リーダー格らしい二人の黄巾兵がそう叫ぶと、黄巾兵たちは今まで以上に士気を高めて、我先にと彼女へ襲い掛かった。無理もない…顔立ちこそまだ幼さが残るが、それとは対照的に豊満すぎるバストは、下衆な黄巾党の男たちにとって極上の獲物だ。まして彼女の場合、その胸を覆うには明らかに布面積の小さい縞柄ビキニと、ズボンと言っていいか疑わしい、太ももを大きく露出した穿き物しか主だった服を着ていない。殺伐とした戦場に立つには、あまりに煽情的すぎる格好なのだ。


【真桜】

「弱い男には興味ないで。
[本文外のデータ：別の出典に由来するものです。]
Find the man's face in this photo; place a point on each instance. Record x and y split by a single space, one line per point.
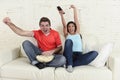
45 27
あとブサイクにもなっ!」


彼女が再び槍を振り回そうとしたその時…


【黄巾兵E】

「ぎゃっ!」


【黄巾兵F】

「がっ!」


短い悲鳴と共に、先ほど仲間を鼓舞していた二人の首が宙を舞った。


【真桜】

「なっ!何や?」


次の瞬間から起きた惨劇を、もはや語る必要もないだろう。一人の死神によって、恐怖と戦慄に塗り替えられた戦場で繰り広げられる、賊討伐とは名ばかりの虐殺…そして、今になって気づいた事だが、これほどの惨状を引き起こしながら蒼馬は、未だ平然とヘラヘラした薄ら笑いを浮かべていた。


【蒼馬】

「一人残らず、殺すよ~。」


物語の主人公にしておくには、あまりに邪悪な男だ…嬉々として、圧倒的な数を誇っていた黄巾党を皆殺しにしていく彼の姿は、町の者たちから見ても鬼か悪魔のように映った事だろう。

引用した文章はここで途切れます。